Review: I was intrigued by the title of this sensitive tale of a mother and a daughter and the cultural obstacles that define their lack of common language. Mother and daughter relations provide a universal theme, this relationship made even more poignant by the Korean background of the mother, transported as a war bride to the shores of Southern California. Her daughter is born in America, yet never knows a sense of belonging.

Hye-yang is a dutiful daughter in a Korean village where the women are ocean divers. But Hye-yang is clumsy, unable to contribute to the family's meager coffers, so she goes to the city, where she is tricked into a life of prostitution. As a prostitute, she is demeaned and abused, unable to speak up, even when her best friend, another prostitute, is killed. When a young soldier brings her to America as his wife, Hye-yang, now Helen, hasn't the courage to tell him the shameful truth: her life of prostitution as a vessel for colored soldiers and that she is already pregnant. When the child is born with dark skin, the soldier beats and sexually abuses Helen, leaving her to make a living as a single mother in a strange land.

With her dark skin, Ava Sing Lo looks black, is half-Korean, yet never feels comfortable with either identity. Studious and reliable, her life is spent at school and helping her mother. She secretly reads a journal kept by her mother over the years, where Helen has documented all the birds Ava accidentally killed, meaning only kindness. Ava takes this as another criticism of her abject failure as a daughter. After graduating college, Ava has no sense of direction, no plan for her life. In an effort to do something positive, Ava volunteers to help in an effort to save endangered pelicans at the Salton Sea, determined to prove that she can do something positive.

Leaving San Diego temporarily to live at the Salton Sea, Ava finds herself amid a group of eccentrics that are a balm to her discomfort. Enjoying the open-hearted acceptance of these new friends, Ava begins a process of self-discovery. Then Helen appears at the Salton Sea and, after a while, the mother and daughter experience an unexpected healing, reaching across the years of Helen's silent suffering and Ava's anguished need, bridging the years and opening a door to the future.

The metaphor of the birds is central to Helen's life, and by extension, to her daughter.
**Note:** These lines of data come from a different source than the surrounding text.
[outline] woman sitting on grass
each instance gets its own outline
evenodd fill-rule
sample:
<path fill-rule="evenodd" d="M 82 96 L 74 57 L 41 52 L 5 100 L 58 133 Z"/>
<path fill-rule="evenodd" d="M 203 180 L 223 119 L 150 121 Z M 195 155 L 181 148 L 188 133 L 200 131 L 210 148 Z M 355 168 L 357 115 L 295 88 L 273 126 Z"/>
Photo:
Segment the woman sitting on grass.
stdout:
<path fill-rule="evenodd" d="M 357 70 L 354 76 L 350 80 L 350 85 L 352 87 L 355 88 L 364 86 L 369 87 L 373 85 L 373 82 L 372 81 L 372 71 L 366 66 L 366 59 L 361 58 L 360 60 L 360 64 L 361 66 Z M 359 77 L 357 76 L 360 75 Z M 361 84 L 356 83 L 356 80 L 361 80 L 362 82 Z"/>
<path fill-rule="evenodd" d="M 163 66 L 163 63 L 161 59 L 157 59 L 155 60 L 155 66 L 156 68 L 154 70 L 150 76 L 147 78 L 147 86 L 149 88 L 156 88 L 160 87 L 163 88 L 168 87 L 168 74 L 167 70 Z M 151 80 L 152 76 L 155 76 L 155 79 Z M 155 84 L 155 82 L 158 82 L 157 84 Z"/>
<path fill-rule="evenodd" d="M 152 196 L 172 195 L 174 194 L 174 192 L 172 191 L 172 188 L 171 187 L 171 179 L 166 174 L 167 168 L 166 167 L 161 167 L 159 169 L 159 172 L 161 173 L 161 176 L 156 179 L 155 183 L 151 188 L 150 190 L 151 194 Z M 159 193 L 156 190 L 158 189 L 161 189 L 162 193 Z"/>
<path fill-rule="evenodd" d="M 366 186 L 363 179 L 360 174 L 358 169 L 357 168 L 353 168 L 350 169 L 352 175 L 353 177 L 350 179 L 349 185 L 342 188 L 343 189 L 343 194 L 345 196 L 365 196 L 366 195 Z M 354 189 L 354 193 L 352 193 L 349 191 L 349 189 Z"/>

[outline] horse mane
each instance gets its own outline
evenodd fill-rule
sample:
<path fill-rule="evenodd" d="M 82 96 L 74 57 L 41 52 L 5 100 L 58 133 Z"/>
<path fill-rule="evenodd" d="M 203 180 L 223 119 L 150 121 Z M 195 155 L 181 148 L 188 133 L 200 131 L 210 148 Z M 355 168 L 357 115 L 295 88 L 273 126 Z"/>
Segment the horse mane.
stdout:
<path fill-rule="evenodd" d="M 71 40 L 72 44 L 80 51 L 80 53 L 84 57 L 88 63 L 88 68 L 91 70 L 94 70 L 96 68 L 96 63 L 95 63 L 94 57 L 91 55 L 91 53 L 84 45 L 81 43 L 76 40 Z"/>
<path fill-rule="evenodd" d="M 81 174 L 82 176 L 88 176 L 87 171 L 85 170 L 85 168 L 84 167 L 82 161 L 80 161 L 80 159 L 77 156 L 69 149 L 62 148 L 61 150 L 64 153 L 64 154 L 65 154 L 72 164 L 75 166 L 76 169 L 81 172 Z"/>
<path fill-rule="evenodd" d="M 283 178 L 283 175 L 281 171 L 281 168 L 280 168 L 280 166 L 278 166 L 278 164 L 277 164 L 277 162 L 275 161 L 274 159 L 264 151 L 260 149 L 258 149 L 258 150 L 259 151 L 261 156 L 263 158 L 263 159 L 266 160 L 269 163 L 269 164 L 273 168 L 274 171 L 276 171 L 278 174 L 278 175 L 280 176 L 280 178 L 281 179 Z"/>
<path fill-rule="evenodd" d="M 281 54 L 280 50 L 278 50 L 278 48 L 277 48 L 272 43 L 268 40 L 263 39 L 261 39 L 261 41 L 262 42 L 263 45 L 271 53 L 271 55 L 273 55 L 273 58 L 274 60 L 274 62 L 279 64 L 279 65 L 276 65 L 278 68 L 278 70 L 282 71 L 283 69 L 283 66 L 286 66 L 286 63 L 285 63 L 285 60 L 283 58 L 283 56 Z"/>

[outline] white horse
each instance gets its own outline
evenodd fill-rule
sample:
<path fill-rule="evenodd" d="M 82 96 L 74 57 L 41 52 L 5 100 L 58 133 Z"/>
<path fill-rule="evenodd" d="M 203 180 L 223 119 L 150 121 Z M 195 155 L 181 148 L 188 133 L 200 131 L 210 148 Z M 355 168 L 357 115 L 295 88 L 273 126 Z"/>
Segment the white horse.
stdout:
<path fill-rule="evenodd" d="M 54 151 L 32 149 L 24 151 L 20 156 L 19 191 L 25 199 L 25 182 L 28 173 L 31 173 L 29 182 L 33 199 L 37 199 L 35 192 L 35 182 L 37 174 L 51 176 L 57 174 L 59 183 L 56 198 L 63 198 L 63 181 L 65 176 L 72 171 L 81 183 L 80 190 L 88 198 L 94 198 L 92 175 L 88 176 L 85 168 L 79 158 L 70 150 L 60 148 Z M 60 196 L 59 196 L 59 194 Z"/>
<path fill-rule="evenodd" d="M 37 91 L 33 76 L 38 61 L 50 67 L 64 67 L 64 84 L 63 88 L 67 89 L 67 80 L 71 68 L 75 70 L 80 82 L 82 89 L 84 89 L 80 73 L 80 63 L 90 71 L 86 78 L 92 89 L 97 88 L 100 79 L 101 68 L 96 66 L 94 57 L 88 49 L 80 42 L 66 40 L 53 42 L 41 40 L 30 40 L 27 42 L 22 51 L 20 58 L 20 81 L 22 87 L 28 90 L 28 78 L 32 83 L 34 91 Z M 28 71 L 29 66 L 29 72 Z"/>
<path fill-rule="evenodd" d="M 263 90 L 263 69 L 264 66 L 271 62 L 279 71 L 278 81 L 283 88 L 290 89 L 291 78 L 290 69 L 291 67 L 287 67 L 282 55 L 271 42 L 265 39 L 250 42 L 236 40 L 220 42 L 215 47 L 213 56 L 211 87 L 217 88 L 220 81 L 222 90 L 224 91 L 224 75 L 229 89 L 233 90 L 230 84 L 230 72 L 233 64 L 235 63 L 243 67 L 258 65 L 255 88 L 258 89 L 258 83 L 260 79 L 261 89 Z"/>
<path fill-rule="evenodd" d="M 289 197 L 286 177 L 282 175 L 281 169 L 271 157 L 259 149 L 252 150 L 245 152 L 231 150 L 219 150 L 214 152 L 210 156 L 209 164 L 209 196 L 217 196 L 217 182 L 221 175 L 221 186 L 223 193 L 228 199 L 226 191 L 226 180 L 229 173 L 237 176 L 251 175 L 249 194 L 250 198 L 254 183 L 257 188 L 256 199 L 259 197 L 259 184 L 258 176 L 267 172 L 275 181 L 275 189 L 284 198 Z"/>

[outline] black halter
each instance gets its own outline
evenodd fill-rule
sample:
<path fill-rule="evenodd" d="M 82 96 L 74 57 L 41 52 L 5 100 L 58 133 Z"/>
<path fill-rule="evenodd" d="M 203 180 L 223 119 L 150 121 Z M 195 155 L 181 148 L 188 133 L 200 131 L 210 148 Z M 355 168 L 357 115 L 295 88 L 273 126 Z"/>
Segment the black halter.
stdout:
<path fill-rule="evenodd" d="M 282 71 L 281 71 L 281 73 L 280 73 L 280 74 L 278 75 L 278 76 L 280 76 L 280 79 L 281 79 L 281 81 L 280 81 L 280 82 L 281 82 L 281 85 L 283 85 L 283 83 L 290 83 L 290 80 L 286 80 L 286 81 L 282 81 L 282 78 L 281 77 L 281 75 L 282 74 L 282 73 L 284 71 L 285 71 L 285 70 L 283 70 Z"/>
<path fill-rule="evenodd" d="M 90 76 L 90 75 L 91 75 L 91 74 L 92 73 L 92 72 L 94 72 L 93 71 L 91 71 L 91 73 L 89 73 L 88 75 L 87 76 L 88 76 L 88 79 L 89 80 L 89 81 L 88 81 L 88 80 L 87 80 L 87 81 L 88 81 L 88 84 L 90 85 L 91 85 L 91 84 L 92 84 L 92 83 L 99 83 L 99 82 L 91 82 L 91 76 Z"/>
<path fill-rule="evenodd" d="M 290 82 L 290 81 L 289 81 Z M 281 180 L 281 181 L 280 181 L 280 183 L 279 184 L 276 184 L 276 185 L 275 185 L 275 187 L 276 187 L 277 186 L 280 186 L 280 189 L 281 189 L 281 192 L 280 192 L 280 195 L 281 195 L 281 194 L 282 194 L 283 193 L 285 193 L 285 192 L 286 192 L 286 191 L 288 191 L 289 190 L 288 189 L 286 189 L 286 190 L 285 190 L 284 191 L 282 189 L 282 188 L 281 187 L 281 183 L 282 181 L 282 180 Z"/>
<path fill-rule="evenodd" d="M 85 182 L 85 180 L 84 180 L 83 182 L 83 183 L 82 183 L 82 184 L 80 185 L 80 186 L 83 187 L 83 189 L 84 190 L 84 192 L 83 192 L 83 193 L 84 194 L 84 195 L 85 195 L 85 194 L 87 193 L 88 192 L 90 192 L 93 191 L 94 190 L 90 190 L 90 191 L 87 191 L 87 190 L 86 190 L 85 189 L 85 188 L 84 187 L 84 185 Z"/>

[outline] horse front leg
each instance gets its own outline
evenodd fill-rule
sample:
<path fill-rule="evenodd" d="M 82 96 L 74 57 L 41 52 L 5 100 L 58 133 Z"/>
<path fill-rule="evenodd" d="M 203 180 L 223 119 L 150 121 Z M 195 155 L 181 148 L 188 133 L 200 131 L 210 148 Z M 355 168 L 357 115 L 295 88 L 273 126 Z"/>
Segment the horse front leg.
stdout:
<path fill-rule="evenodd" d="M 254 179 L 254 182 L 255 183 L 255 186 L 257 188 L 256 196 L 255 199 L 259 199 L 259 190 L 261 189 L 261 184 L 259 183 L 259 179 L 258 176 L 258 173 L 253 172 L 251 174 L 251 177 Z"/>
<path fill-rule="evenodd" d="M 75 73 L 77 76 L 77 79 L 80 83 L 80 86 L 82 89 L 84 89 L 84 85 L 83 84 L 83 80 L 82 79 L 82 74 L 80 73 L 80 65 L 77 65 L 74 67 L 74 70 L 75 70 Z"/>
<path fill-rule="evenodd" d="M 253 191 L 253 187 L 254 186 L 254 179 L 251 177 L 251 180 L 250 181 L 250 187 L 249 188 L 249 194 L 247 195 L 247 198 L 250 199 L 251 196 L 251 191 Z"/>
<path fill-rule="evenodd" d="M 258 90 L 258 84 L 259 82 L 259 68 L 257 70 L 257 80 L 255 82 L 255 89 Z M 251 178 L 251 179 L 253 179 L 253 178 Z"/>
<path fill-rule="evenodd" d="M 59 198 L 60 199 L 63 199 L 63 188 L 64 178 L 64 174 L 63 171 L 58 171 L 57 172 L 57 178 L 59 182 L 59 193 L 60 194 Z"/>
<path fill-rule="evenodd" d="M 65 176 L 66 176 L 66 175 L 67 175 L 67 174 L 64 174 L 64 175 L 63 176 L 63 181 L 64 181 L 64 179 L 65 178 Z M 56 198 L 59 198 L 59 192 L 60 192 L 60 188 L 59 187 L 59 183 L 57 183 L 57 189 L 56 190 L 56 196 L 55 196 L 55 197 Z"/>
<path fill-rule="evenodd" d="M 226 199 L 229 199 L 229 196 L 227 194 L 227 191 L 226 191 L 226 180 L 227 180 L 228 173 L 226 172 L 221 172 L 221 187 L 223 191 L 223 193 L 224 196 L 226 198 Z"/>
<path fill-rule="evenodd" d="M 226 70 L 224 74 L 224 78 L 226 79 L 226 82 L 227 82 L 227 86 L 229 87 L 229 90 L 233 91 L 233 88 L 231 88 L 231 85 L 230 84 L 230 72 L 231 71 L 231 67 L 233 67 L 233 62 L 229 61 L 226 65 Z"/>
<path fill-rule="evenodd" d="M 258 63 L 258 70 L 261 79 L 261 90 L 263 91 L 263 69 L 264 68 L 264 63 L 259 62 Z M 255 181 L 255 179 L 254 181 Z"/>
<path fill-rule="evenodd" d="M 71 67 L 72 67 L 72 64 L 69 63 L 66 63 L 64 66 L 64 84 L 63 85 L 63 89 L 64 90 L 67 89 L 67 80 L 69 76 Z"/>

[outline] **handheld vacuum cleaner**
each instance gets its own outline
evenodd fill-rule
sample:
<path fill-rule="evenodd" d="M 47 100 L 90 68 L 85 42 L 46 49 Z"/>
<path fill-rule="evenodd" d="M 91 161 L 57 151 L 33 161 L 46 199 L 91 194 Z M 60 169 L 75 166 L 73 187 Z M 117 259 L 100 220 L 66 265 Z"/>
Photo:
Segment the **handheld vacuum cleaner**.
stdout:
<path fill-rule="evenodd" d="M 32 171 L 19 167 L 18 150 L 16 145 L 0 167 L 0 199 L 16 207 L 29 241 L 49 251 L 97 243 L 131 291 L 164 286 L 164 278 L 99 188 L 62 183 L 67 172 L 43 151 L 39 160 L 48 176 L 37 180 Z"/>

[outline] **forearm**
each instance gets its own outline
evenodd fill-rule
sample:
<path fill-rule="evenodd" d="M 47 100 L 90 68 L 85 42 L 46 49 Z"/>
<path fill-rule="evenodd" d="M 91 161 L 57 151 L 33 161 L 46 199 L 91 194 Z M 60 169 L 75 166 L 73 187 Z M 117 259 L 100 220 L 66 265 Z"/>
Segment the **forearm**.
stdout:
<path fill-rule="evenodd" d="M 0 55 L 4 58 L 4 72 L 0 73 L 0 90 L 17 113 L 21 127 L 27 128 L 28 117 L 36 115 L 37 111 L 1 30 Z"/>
The birds are ubiquitous in Korea, carping and squawking in the background, distinct in their ability to scavenge for scraps, to exist on the meager amount the stingy land provides. In such a way, Helen has survived, on scraps, physically and emotionally. But she has no words, no legacy for Ava. Helen's spirit has been confined by her silence, in Korea and the strange new land where her daughter is born. Ava's generous and forgiving heart is the balm that heals their wounds, as Ava offers the words to Helen she's longed to speak, "I know the language of birds." Luan Gaines/2003.